I previously wrote this: I remember sitting in the doctor's office as the surgeon said those dreaded words, "You have cancer". I felt like I stepped into the middle of a silent hurricane. There was a roar and a rage that spun my life in a direction I had never anticipated. When you are told you have cancer, it amounts to being given a death sentence. All sorts of crazy thoughts run through your head. Mine were "Will I live long enough to see my daughter graduate High School? Graduate College? Get married? Watch my grandchildren grow up?". Next you realize that you have just set milestones to meet. Then you dive right into the self-pity. When you finally come up for air, you prepare for your recommended treatment. Then you vow to fight the cancer with all you've got and set out on your survivor's journey. And it can be a tough one. Your safety, security and optimism about your life and the future is shaken. The world is revealed as unfair. And with those three little words, I became a breast cancer survivor. 

They say that when you face death, your life flashes before your eyes. I guess I chose to focus on the important things in my life. Which brings us to today. I am so sorry that your family members can't be counted on. You know that Grandma Martha would have been yelling the loudest and is probably throwing a raucous party in heaven, celebrating your achievement. I'm sorry that the father you knew and loved so much managed to scramble his brain and morph into a whole different person that is hard to love. He really is proud of you, he just doesn't know how to express it anymore. I'm sorry that the breast cancer almost deprived me of this moment. But it didn't and I'm planning to be around for all those other personal milestones I set. 
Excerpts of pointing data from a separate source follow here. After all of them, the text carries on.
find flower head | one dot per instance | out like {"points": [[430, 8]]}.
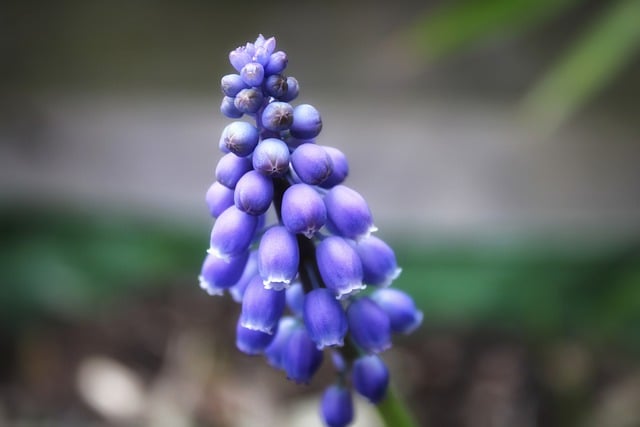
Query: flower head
{"points": [[298, 279]]}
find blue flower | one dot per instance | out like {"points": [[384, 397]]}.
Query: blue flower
{"points": [[301, 358], [324, 318], [339, 266], [378, 261], [369, 325], [250, 341], [278, 257], [274, 159], [370, 377], [403, 315], [348, 213]]}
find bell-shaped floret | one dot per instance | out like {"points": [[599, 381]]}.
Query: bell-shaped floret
{"points": [[399, 306], [249, 272], [218, 198], [303, 210], [278, 257], [301, 358], [324, 318], [369, 325], [252, 342], [274, 352], [348, 214], [218, 274], [339, 266], [261, 307], [295, 298], [379, 263]]}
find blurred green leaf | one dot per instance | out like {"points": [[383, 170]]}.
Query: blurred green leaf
{"points": [[458, 25], [70, 263], [529, 287], [587, 67]]}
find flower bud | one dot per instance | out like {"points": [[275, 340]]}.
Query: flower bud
{"points": [[293, 88], [239, 58], [339, 266], [261, 307], [378, 261], [252, 342], [232, 233], [301, 359], [239, 138], [218, 274], [324, 318], [253, 193], [231, 84], [278, 257], [369, 325], [303, 210], [370, 377], [311, 163], [277, 116], [249, 100], [228, 109], [348, 213], [271, 157], [400, 308], [231, 168], [277, 63], [306, 121], [276, 86], [336, 406], [252, 74]]}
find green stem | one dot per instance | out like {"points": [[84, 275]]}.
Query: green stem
{"points": [[394, 411]]}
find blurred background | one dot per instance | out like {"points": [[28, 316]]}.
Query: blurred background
{"points": [[497, 143]]}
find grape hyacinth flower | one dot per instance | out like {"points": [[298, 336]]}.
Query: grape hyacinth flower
{"points": [[301, 279]]}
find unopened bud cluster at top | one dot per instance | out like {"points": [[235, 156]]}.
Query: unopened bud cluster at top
{"points": [[299, 280]]}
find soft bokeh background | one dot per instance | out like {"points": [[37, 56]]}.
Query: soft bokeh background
{"points": [[496, 141]]}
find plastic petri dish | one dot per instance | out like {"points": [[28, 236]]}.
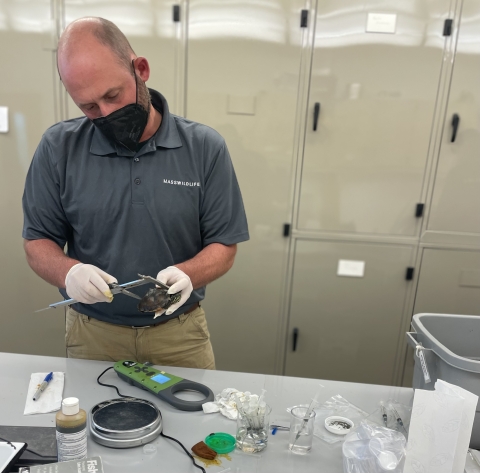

I know that you felt lost in the shuffle after your dad's accident. But I knew that there were plenty of people to take care of you, so I didn't worry. Then, just as I thought we were getting back on track, Cancer reared it's ugly head. And I focused totally and completely on myself. Please know that you are my priority and I am here for you. It is my greatest desire to see you succeed and do great things for the world. I love you.